Logos, Visual Identity & Branding
A logo can be made up of different elements usually consisting of a graphic symbol or marque and the name of the organisation in a chosen style, known as the logotype. The logo might also include a short slogan to describe what the company does. These elements are sometimes used on their own but when these elements are combined, it is important that they work together harmoniously.
The symbol and logotype of any given logo should convey literal or abstract representation of the company whilst making an impression upon the intended audience. A logo needs to be instantly recognisable, memorable and work across different media at different sizes.
Visual Identity is not another term for a logo. The logo of a company does however contribute towards the visual identity of a company, along with a multitude of other things like colour schemes, typography, logo guidelines, photography, illustration etc.
Put simply, this is the visual style that defines a company’s identity. It’s important that this identity is shown consistently across different media so whether you’re flicking through a printed brochure or perusing a website, you should be able to tell that they are both representing the same company.
A brand is something less tangible, something that is built in your customers’ minds over time. It is how one perceives a company based on the logo, visual identity, the services that the company provide and the experiences they have had in using that company.
Branding is used to make a company recognisable by more and more people. In a competitive environment where many other companies offer the same service or product, it is paramount for your company to stand out.
Copyright & Trademarks
Copyrights are a form of protection for the authors of “original works of authorship,” including literary, dramatic, musical, artistic, and certain other creative works. Copyright protection starts as soon as a work is created. A copyright gives the owner the exclusive right to reproduce the work, prepare derivative works, distribute copies and perform/display the work publicly.
Copyright does not cover intellectual property such as titles, names, short phrases, and slogans; familiar symbols or designs; or mere variations of typographic ornamentation, lettering, or colouring. This type of intangible property is often more appropriately protected by a trademark.
Trademark vs Registered Trademark
A trademark protects a word, phrase, symbol or design (or a combination of these), that identifies and distinguishes the goods or services of one person or company from those of others. Any distinctive name, symbol, or word is designated as trademarked with the symbol™. Anybody can use the ™ Symbol to protect the name of your company, your newly designed name, logo or a catchphrase.
However, this trademark does not protect the company from another company that produces a similar product or uses a similar name. If such a thing were to happen, the original company would have to prove that it produced the name or design first, but still may not have a legal defence without a registration.
You can register your trade mark by visiting the GOV.UK website to protect your brand, for example the name of your product or service.
When you register your trade mark, you’ll be able to take legal action against anyone who uses your brand without your permission, including counterfeiters, put the ® symbol next to your brand – to show that it’s yours and warn others against using it, sell and license your brand. A registered trade mark is relatively simple to defend in a court of law.
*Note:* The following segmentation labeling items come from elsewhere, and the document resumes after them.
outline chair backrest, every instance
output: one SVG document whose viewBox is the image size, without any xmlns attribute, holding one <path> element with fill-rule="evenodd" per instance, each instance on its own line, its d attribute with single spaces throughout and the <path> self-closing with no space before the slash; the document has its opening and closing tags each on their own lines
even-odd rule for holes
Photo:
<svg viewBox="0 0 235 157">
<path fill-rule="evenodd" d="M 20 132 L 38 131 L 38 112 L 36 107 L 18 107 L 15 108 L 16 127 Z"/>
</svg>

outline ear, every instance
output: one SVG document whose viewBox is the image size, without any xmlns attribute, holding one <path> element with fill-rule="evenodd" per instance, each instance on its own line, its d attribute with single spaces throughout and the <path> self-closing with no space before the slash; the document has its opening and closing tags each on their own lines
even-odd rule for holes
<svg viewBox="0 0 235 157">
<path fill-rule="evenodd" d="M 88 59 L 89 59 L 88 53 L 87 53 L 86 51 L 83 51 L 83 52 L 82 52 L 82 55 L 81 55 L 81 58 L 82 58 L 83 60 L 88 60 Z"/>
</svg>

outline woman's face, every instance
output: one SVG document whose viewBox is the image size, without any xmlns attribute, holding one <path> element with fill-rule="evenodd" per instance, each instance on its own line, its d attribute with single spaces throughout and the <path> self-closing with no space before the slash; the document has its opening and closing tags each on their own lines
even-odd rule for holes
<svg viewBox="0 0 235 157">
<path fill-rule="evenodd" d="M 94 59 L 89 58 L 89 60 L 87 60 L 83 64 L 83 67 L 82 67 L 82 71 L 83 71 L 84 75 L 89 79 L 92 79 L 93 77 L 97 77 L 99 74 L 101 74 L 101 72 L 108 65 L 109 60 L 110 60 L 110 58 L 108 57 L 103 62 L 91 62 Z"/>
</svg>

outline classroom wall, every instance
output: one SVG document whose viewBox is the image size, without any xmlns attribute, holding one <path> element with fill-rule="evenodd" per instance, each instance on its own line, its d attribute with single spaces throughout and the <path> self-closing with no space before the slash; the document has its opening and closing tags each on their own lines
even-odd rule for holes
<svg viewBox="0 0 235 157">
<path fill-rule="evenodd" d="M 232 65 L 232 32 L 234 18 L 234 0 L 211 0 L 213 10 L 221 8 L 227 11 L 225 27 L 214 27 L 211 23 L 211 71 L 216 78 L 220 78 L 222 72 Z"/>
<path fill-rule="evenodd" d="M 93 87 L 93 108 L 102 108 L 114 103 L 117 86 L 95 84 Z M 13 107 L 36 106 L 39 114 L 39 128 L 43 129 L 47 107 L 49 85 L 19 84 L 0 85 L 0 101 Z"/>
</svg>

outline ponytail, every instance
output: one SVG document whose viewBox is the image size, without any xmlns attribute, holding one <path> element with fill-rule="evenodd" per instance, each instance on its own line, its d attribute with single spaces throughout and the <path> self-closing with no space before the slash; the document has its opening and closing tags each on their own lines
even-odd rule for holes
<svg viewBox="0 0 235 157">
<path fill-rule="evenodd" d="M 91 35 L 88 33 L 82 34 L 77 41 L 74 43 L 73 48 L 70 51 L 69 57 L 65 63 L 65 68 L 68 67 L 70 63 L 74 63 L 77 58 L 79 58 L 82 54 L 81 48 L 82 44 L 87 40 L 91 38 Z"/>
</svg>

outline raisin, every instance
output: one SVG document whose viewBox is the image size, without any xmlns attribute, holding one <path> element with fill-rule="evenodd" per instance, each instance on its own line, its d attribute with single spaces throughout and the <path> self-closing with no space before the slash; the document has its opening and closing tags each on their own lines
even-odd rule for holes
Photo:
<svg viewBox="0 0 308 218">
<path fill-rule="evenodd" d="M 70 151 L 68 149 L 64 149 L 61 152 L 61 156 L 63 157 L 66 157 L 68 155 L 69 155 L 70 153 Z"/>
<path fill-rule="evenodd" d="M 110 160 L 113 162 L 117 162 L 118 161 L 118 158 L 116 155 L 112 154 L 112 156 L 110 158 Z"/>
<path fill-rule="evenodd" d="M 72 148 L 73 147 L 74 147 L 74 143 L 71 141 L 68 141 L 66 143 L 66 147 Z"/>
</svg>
Search Engine Optimisation (SEO)
Search Engine Optimisation, or SEO as it is commonly referred to, is how well your website ranks on a search engine like Google. There is no overnight ﬁx for your website to appear top of the search engine rankings but with good coding and an appropriate domain name, your website can rank much higher making it viewable to more people.
Hosting & Domain Names
Hosting is the space on a server where your website is uploaded to so that it will be available for everyone to see on the internet. It’s a similar principal to buying a plot of land to build a house on. The type of hosting required depends on how comprehensive your website is and is an annual charge.
A domain name is the website address that you type into the address bar of your internet browser, for example www.google.com. You can buy a domain name for up to ten years if it’s not already taken.
Content Management System (CMS)
A Content Management System, or CMS as it is commonly referred to, is a database that’s built behind your website. This is needed if you want to change things on your website yourself or if you want a log-in system. How extensive the CMS is depends on what you want to be able to edit on the site.
Colour Mode & Resolution
The resolution of image files is different for websites to those being used for print. To make images appear sharp on screen the resolution is set to 72ppi (pixels per inch). Where as images used in printed materials are usually set to 300ppi. Setting the resolution below these figures may result in pixelated or blurry images. There are also different colour modes for digital, web and print. Digital colour is usually defined as RGB — a three colour process, web colours are usually defined as hexadecimal codes and colour for print is usually defined as CMYK — a four colour process.
What Is Stock Imagery?
When using images on your website or in printed literature, it is important that you source them correctly. It’s important not to use images pulled from Google searches or else where on the internet as you may be in breach of copyright. You may use your own images if you wish if they are of sufficient quality, otherwise there are some great image libraries like www.istockphoto.com where you can purchase appropriate imagery for a reasonable price.
Typeface, Font or Family?
A font is the physical embodiment of a collection of letters, numbers, symbols etc, whilst a typeface is the design of these characters that make it unique. It’s the physical form of the characters that distinguish it from other typefaces.
A font family is a complete collection of typefaces in different weights and classifications. For example Gill Sans is a font family; consisting of various typefaces including Gill Sans Regular, Gill Sans Italic and Gill Sans Bold.